Diagnostics and Genomics Group

The Diagnostics and Genomics Group (DGG) generated fourth-quarter revenue of $269 million, up a reported 5% year over year (up 7% on a core(1) basis). DGG posted operating margins of 19.7%. Full-year revenue was $1.02 billion, which was up a reported 8% year over year (up 9% on a core(1) basis). DGG’s operating margin for the year was 18.2%.

Full-Year and Fourth Quarter Outlook

For fiscal year 2020, Agilent expects revenue of $5.50 billion to $5.55 billion. Fiscal year 2020 non-GAAP(3) earnings guidance is in the range of $3.38 to $3.43 per share.

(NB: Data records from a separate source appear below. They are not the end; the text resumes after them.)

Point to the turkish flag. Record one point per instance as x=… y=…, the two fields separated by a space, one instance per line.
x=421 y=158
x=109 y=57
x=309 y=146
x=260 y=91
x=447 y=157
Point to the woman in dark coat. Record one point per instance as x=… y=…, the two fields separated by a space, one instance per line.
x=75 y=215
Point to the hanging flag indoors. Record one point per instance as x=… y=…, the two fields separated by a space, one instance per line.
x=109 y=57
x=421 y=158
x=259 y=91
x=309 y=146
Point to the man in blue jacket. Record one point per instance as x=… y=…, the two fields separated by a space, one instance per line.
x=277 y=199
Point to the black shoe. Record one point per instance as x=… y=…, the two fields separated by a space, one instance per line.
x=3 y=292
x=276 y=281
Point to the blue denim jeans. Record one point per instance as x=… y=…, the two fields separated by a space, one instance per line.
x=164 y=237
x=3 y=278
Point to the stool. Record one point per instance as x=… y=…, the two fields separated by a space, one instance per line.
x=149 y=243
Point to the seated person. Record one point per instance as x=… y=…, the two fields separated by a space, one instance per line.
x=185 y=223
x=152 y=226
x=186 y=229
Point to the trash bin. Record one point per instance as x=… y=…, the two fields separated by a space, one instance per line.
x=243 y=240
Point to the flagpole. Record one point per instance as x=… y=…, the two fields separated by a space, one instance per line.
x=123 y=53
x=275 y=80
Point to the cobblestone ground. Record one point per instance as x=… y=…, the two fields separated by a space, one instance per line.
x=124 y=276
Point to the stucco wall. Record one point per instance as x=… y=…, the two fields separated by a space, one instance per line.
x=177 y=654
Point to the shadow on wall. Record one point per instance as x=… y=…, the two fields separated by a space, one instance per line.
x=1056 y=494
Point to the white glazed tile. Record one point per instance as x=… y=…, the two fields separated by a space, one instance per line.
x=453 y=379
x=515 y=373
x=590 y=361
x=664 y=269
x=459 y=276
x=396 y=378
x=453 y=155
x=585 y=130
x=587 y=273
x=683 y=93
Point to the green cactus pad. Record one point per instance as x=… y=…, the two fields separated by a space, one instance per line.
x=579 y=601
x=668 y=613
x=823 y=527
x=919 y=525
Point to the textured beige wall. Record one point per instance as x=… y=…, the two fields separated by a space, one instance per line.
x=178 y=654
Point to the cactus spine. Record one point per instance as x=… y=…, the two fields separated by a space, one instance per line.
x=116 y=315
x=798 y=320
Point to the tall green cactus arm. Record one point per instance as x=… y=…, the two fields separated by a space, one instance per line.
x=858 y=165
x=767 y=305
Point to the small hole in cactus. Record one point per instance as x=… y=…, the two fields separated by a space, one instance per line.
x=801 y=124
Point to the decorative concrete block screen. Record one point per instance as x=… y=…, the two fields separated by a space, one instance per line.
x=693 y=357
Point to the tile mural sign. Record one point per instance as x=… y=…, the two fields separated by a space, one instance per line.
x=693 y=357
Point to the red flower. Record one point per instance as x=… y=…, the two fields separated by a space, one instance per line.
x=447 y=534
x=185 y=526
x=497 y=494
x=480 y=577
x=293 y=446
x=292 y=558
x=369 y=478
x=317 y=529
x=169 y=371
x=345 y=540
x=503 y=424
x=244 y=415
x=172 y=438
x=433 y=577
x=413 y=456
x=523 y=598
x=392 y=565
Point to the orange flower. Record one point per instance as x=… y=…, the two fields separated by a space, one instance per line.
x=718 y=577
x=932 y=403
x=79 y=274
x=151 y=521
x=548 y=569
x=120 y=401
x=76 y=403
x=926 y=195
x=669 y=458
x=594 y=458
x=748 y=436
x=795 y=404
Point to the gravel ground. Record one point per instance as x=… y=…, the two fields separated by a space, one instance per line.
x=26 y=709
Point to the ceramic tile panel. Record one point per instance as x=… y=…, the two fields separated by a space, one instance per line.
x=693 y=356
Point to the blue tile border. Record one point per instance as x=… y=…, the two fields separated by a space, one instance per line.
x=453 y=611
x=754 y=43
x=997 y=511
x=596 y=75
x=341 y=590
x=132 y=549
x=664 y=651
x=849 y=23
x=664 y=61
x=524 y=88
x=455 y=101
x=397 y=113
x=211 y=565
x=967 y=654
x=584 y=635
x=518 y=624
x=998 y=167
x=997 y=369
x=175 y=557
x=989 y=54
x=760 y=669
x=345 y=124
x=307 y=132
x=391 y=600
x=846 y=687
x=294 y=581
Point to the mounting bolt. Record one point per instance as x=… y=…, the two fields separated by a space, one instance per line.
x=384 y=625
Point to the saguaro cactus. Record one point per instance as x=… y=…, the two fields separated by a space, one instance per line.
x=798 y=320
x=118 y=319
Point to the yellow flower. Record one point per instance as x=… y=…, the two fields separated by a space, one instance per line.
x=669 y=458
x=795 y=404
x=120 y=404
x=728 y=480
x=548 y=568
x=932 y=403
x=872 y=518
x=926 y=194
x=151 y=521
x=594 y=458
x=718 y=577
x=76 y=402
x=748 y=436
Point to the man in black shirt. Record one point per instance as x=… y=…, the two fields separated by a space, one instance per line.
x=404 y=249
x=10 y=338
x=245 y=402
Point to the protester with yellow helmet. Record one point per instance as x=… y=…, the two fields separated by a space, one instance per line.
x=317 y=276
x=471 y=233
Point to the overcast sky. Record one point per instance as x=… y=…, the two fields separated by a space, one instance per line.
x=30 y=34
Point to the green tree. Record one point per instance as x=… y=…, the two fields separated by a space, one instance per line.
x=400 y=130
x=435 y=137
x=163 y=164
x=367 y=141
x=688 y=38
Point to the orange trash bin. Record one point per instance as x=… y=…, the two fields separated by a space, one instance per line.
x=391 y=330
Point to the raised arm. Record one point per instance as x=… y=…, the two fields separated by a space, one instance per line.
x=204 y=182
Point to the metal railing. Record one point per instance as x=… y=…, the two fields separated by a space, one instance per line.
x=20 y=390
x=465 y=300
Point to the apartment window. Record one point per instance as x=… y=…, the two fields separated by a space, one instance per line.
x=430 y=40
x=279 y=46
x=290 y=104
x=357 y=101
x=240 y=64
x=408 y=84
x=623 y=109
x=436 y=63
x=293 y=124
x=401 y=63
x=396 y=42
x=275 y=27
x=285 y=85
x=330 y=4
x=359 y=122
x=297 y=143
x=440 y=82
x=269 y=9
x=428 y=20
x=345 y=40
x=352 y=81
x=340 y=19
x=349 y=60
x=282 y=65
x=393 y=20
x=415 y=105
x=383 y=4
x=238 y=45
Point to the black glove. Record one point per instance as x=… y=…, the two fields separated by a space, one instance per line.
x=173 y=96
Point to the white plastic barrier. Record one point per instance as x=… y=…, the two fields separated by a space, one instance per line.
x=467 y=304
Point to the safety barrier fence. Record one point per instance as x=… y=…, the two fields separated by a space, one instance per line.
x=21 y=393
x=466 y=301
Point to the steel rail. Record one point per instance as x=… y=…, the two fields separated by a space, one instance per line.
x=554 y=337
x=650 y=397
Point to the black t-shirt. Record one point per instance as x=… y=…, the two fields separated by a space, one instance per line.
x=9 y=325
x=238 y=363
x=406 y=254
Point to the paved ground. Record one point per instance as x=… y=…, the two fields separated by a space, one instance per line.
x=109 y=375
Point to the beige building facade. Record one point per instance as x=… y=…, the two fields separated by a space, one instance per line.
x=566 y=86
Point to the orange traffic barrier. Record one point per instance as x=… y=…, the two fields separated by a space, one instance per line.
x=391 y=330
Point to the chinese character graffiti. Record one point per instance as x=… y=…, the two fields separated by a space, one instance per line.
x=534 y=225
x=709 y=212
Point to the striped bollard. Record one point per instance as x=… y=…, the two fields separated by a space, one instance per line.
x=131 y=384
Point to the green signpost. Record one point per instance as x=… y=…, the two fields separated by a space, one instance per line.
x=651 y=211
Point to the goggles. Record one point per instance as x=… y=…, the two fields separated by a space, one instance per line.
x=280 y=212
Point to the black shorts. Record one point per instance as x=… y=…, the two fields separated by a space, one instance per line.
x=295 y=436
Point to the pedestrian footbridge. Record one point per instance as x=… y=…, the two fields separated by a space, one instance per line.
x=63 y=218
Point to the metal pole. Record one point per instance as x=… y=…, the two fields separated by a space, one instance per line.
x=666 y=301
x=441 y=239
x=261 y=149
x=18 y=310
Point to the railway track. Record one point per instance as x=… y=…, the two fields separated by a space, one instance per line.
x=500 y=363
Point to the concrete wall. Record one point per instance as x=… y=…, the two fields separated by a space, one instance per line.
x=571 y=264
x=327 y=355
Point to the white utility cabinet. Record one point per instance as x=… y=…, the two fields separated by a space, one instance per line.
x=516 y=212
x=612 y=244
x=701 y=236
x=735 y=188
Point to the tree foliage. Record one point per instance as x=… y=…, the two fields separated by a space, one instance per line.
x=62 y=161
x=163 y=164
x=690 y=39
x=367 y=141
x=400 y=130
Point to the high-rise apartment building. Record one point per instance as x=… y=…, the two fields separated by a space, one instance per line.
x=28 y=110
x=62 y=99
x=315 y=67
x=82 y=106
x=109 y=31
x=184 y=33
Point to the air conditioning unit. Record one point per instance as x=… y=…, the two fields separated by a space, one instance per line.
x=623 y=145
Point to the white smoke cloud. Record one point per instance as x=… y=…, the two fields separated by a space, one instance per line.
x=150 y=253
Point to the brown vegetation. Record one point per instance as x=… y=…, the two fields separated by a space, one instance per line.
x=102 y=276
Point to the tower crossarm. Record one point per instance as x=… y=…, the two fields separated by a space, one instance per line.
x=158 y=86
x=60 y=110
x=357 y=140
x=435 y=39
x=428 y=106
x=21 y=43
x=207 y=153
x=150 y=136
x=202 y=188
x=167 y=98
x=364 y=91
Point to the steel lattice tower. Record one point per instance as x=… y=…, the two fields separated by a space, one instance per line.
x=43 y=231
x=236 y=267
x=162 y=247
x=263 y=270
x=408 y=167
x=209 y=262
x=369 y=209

Agilent expects fiscal first-quarter 2020 revenue in the range of $1.340 billion to $1.355 billion. First-quarter 2020 non-GAAP(3) earnings are expected to be in the range of 80 cents to 81 cents per share.

The outlook is based on Oct. 31, 2019, currency exchange rates.

Conference Call

Agilent’s management will present more details about its fourth-quarter and fiscal year 2019 financial results on a conference call with investors today at 1:30 p.m. (Pacific time). This event will be webcast live in listen-only mode. Listeners may log on to Agilent’s Investor Relations web page and select "Q4 2019 Agilent Technologies Inc. Earnings Conference Call" in the "News & Events – Events" section. The webcast will remain available on the company’s website for 90 days.

Additional financial information can be found at www.investor.agilent.com by selecting "Financial Results" in the "Financial Information" section.